Mainkai-Sperrung grandios gescheitert

BFF: Praktische Vernunft setzt sich letztlich durch

BFF-Fraktion - Mitteilung 30-2020


Die auf ein Jahr befristete Sperrung des nördlichen Mainufers für den KfZ-Verkehr ist grandios gescheitert und wird nicht verlängert. Das muss nun selbst deren bislang eifrigster Verfechter, Verkehrsdezernent Klaus Oesterling (SPD), eingestehen. Dass der im Rahmen des Modellversuchs durchgeführte Vorher-Nachher-Vergleich nun aufgrund der Corona-Krise zum Stichtag 17. März keine verwertbaren Ergebnisse liefern konnte, ist dabei lediglich eine Petitesse am Rande und der Ironie des Schicksals zuzuschreiben.

Die Bürger Für Frankfurt BFF im Römer hatten im vergangenen Jahr als einzige Fraktion diese rein ideologisch motivierte Maßnahme des schwarz-rot-grünen Magistrats im Stadtparlament konsequent abgelehnt.
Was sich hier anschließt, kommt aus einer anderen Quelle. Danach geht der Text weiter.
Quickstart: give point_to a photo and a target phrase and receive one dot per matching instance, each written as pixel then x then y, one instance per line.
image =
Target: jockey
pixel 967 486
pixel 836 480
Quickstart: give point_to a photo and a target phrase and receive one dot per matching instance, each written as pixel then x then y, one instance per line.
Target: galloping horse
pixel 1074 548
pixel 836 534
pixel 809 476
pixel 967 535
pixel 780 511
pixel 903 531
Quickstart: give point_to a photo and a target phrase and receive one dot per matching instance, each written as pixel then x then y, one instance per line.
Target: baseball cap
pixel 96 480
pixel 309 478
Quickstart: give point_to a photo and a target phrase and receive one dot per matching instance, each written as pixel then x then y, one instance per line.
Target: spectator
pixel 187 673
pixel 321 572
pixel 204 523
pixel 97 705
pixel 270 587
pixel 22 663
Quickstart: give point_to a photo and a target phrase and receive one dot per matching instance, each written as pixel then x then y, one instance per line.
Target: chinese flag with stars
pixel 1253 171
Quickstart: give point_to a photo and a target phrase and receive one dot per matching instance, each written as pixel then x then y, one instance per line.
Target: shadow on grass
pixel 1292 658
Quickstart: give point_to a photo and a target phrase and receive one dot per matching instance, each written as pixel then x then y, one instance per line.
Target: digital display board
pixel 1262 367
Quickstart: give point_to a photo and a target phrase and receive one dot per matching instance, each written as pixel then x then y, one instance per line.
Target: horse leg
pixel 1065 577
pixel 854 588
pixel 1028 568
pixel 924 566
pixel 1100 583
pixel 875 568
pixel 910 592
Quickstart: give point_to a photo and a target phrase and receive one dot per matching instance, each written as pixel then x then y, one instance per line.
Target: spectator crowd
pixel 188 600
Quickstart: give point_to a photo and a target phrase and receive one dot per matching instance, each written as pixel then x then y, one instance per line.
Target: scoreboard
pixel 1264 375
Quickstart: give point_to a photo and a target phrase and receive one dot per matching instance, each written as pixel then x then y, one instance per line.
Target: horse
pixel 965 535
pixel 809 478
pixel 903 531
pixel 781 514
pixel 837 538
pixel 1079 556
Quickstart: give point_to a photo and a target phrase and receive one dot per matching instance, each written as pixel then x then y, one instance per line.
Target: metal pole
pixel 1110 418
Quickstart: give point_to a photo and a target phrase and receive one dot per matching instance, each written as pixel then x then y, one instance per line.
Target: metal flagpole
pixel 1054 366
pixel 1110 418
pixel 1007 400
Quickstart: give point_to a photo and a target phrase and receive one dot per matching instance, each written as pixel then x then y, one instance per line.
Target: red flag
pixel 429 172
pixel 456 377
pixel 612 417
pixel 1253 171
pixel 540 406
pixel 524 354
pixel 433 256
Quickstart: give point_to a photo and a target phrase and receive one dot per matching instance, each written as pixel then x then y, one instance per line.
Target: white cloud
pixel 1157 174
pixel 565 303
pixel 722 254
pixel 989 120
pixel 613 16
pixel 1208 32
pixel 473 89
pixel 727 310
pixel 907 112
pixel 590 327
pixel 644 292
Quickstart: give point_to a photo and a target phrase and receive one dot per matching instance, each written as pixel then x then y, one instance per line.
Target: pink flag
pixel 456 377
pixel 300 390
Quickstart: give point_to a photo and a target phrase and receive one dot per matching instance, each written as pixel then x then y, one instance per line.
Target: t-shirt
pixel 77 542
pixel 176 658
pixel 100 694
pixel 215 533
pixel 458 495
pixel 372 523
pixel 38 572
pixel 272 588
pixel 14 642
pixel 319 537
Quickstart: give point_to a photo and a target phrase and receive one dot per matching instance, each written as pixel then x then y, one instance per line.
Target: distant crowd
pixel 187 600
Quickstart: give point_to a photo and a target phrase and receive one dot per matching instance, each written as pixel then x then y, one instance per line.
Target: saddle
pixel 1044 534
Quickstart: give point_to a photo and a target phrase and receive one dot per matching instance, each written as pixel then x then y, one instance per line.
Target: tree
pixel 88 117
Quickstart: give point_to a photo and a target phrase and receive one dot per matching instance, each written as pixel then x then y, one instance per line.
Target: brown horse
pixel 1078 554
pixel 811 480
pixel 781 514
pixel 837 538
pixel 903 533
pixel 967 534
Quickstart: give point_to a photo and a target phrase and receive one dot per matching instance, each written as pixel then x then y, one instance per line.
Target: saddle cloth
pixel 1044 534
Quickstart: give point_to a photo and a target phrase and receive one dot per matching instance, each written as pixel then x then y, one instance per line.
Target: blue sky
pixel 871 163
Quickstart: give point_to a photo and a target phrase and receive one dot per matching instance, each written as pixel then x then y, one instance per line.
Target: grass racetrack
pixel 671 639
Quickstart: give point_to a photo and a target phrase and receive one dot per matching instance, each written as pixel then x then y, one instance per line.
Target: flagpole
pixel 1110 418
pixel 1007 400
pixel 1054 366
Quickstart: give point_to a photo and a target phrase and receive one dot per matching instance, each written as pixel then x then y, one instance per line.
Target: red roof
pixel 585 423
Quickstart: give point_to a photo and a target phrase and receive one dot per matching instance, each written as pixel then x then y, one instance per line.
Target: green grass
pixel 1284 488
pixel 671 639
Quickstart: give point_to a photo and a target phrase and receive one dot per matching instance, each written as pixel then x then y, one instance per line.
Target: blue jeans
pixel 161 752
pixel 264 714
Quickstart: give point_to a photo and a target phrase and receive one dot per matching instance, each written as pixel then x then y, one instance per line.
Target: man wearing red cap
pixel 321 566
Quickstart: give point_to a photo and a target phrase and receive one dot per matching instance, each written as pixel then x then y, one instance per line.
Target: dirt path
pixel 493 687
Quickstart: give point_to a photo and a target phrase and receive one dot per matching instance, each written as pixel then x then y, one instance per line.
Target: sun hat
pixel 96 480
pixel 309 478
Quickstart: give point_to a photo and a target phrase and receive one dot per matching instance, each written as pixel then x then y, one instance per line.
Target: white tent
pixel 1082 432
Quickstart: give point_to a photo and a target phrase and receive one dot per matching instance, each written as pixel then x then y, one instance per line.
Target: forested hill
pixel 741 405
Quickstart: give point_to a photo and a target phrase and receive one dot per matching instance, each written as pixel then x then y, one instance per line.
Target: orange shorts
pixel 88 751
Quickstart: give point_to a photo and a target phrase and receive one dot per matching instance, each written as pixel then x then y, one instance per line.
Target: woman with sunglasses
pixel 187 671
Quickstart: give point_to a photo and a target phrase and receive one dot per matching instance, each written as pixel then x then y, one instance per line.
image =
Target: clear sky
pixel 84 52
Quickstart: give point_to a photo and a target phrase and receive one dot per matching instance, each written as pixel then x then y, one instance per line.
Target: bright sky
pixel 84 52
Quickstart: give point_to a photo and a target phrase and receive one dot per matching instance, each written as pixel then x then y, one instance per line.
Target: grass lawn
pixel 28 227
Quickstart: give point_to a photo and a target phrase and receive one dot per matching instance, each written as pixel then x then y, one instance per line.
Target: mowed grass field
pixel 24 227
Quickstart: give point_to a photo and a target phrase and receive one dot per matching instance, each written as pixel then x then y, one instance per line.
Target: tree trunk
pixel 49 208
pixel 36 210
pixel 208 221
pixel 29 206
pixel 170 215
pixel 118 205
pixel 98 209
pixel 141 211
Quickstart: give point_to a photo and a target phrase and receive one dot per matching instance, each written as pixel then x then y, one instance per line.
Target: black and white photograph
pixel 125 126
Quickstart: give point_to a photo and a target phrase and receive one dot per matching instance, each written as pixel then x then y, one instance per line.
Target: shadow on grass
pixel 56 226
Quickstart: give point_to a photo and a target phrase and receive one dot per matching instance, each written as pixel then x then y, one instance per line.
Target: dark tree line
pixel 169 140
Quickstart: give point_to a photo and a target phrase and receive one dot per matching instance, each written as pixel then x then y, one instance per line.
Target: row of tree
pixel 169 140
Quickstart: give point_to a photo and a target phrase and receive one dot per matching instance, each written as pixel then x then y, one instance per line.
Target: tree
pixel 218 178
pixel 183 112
Deren Hauptkritikpunkt bestand insbesondere darin, dass die willkürliche Sperrung des nördlichen Mainufers lediglich zu einer Verlagerung des Gesamtverkehrs führen und dadurch andere Straßen erheblich mehr belastet würden.

Dass die BFF-Fraktion im Römer mit dieser Prognose richtig lag, mussten die Anwohner insbesondere im Stadtteil Sachsenhausen auf leidvolle Weise erfahren. Der Ausweichverkehr führte dort zu teils chaotischen Zuständen, mit einhergehender massiver Gefährdung von Fußgängern, Radfahrern, Kindern und Senioren. Das wiederum zog massive Bürgerproteste nach sich.

Die Vertreterin der Bürger Für Frankfurt BFF im Ortsbeirat 5, Ingrid Leng, setzte sich daher von Anfang an vehement für eine umgehende Aufhebung der Mainkai-Sperrung ein. Ihren entsprechenden eigenen Antrag zog sie im Sinne einer guten Lösung für die betroffenen Menschen in Sachsenhausen zurück und unterstützte die Initiative von CDU, Grünen sowie FDP im Ortsbeirat, die die gleiche Zielsetzung verfolgte.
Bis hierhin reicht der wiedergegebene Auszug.